The anti-dowry law introduced in 1983 was originally designed to safeguard women from abuse and sometimes death in the hands of relatives but the Supreme Court on Tuesday ruled the act was now being “ used as weapons” by “disgruntled wives.”
“The simplest way to harass is to get the husband and his relatives arrested,” the two-judge bench of the Supreme Court, headed by Justice Chandramauli Kumar Prasad, in a 21-page order said.
In some cases, “bed-ridden grand-fathers and grand-mothers of the husbands, their sisters living abroad for decades are arrested,” the order noted.
According to the National Crime Records Bureau statistics, nearly 200,000 people, including 47,951 women, were arrested in regard to dowry offences in 2012, but only 15% of the accused were convicted.
The judges reminded authorities they must follow a so-called nine-point checklist that has been part of the anti-dowry law before noting down a dowry-related complaint.
In case the police make an arrest, a magistrate must approve further detention of the accused, the court ruled.
Paying and accepting gifts associated with a marriage otherwise known as a dowry is an ancient tradition among most Indian families where parents of the bride give cash, clothes and jewelry to the family of the groom.

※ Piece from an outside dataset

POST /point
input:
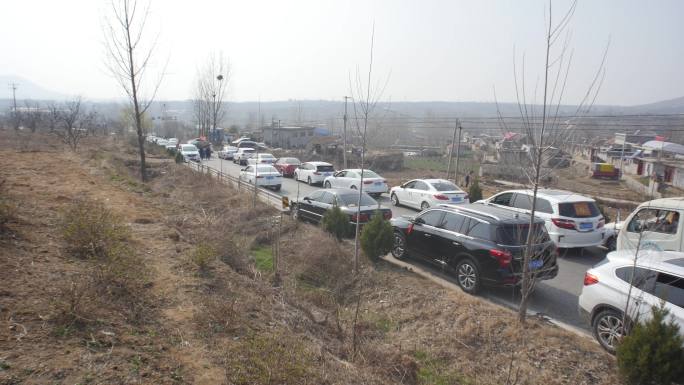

As the demands grew over time, women were subject to harassment, beatings and were even burned to death for failing to bring adequate wealth into the husband’s family.
The practice was outlawed in 1961 but this act of giving at weddings has remained a common practice in India.
Under laws introduced in 1983, a complaint allowed for immediate arrest of the accused, often the husband and his family.
In spite of laws that are supposed to serve as a deterrent, India continues to see a rise in the number of reported dowry-related deaths. More than 8,600 cases where women died from dowry-related harassment were registered in India in 2011, up from 8,391 the year before and just over 6,000 in 2002, according to the latest figures from the National Crime Records Bureau.
Women activists and legal experts slammed the court’s ruling.
Naina Kapur, a New Delhi-based lawyer who works on human rights said the court “while trying to strike a balance in society has stereotyped women.”
Ranjana Kumari of the Centre for Social Research said that “If the law is being misused, according to the Supreme Court, then it is the law enforcement agencies that need to be blamed and not women in society.”